As expected—and as SI reported back in July—the report commissioned by FIFA to investigate the bids for the next two men’s World Cups found no smoking guns that would cause Qatar (2022) or Russia (2018) to lose the hosting rights for those tournaments.
On Thursday, Hans-Joachim Eckert of Germany, the chair of the adjudicatory chamber of the FIFA ethics committee, released his shortened, 42-page summary of the full report that was written by Michael Garcia of the U.S., the chair of the investigatory chamber of the FIFA ethics committee.
Then, in a fascinating twist worthy of Orwell, Garcia—FIFA’s lead investigator—issued a statement saying FIFA was whitewashing his own report. “Today’s decision by the Chairman of the Adjudicatory Chamber contains numerous incomplete and erroneous representations of the facts and conclusions detailed in [my] report," Garcia said in the statement. "I intend to appeal this decision to the FIFA Appeal Committee.”

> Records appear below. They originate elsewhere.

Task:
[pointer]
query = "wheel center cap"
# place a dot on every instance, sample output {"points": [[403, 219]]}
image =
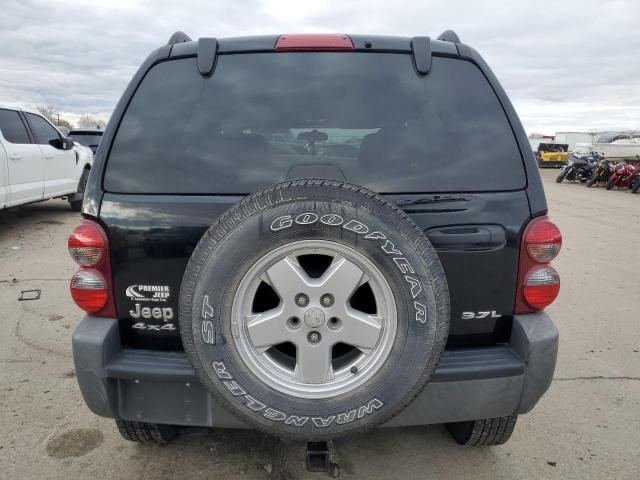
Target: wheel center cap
{"points": [[314, 317]]}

The main findings pertinent to the U.S. audience are:
• FIFA’s investigation into the bids for World Cups 2018 and ’22 is closed. Any issues deemed relatively minor with the Qatar and Russia bids were not found by Eckert to be enough to take hosting rights away from Qatar or Russia.
Eckert writes: “The potentially problematic facts and circumstances identified by the report regarding the Qatar 2022 bid were, all in all, not suited to compromise the integrity of the … bidding process as a whole.”
• The report concluded that payments to African soccer politicians and former CONCACAF president Jack Warner by Mohamed Bin Hammam, a Qatari who was on the FIFA executive committee in 2010, were connected to Bin Hammam’s campaign for FIFA president and not to Qatar’s World Cup bid. The report also raised questions about two consultants for Qatar ’22 but did not find their actions to be serious enough to put Qatar’s hosting in jeopardy.
• The Russia 2018 bid gave the “dog-ate-my-homework” excuse to Garcia's deputy Cornel Borbely, saying pertinent e-mails and documents had been on computers that were leased and returned to their owner. The owner told Borbely the computers had been destroyed. Russia was still cleared by Eckert.
• The U.S. bid for World Cup ’22 was dinged for some misdemeanors, including discrepancies in the documentation and contact reports submitted by the U.S. bid committee to FIFA and the testimonies of U.S. soccer officials. But if the U.S. had won the bid to host ’22, it would not have lost that right based on information in the report.
• If one bid might have been in danger of losing its hosting rights had it won, it was England. Eckert’s summary took England to task for several things it had done to curry favor with Warner, including finding a job in the United Kingdom for an associate of Warner and scheduling a friendly between England and Warner’s Trinidad and Tobago.
Despite all the information included in the published report Thursday, a source familiar with Garcia’s report told SI.com that Eckert’s summary failed to include or emphasize some important findings that did appear in Garcia’s full report. Some of those findings are:
• Eckert’s summary states: “[FIFA] president [Sepp] Blatter’s responsibility for the myriad issues that developed over the course of the bidding process merits consideration.”
But Blatter is criticized more strongly than that in the Garcia Report for his failures of leadership during the bid process for World Cups 2018 and ’22. (Blatter was not found to have committed any specific violations, however.)
• Further significant criticism was aimed in the full Garcia Report toward several individual members of the FIFA executive committee who took part in the vote for those World Cup hosts in 2010. Some of those members are still on the FIFA executive committee, and some of the criticism went toward ExCo members that are not the “usual suspects” like Jack Warner, Mohamed Bin Hammam and Ricardo Teixeira, who departed the executive committee in disgrace after the 2010 vote. However, in Eckert’s summary, only Warner and Bin Hammam (who are no longer involved in soccer) are mentioned by name.
As a body, the FIFA executive committee that voted in 2010 was found in the Garcia Report to have a culture of entitlement and an attitude that the FIFA rules did not apply to the executive committee. Moreover, the report found that members of the executive committee failed to act in the best interests of FIFA as an organization.